Despite these successes, the struggle is far from over. The disruptive nature of the open process is now keenly felt in the mainstream and enterprises are realizing that without plans to accommodate these disruptive processes, they may soon join the company of Tyrannosaurs Rex. Thus, there is an existential struggle underway between companies that want to sell off-the-shelf solutions, and those that want to collaborate with and serve their customers to create custom solutions. Or stated another way, companies that want to control the customer experience are contending with those that want to enable the customer experience.
As a technology leader in an open source company, I find this state of affairs to be thrilling. I often think back to when I read The Innovator’s Dilemma where the dynamics of disruption are so clearly laid out. What is often forgotten about this book is that not only did it describe disruptions due to new product introductions, but disruptions due to process changes as well. For example, the process change from variety retail to discount retail wiped out Woolworth and eventually brought on the dominance of WalMart.

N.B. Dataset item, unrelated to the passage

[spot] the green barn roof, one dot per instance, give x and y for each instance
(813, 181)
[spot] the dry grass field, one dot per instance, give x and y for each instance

Will open source do to closed source software what discount retailing did to Woolworth? I doubt it, as Apple Computer has shown that a well-crafted and controlled user experience can be profoundly satisfying (and profitable). On the other hand, even the notoriously closed and controlling Apple has had to “open” itself by enabling the hundreds of thousands of non-Apple apps, and by building on critical open source projects, such as BSD and WebKit/KHTML, to reinvent Apple OS X. So even though open may not dominate outright, the enabling expectations in the user community for openness, freedom, customization, and reasonable pricing will continue to exert significant pressure on vendors who wish to control the customer experience.
I find it interestingly ironic that it is reported that one of Steve Job’s favorite books was The Innovator’s Dilemma; I wonder if he ever imagined an open software process being potentially disruptive to his company.
On the other hand, there are areas in which open approaches will clearly dominate, including the development of custom, large-scale software and performing computational R&D to name a couple. The ability to collaboratively create scalable software that meets the needs of an enterprise, is free of intellectual property barriers, and uses agile software processes is an overwhelming advantage. Further, if the right licensing strategy is used, open source companies can successfully provide services to their customers and make compelling arguments against vendor lock-in and for rapid technology integration and adaption, both of which are increasingly important capabilities desired by tech-savvy companies.
Thus, we are witnessing a profound playing out of the FOSS movement. It’s now penetrating the mainstream and showing that it is much more than a philosophical movement, but rather is a fierce competitor with an important role in innovating and creating business opportunities. It’s going to be quite a show.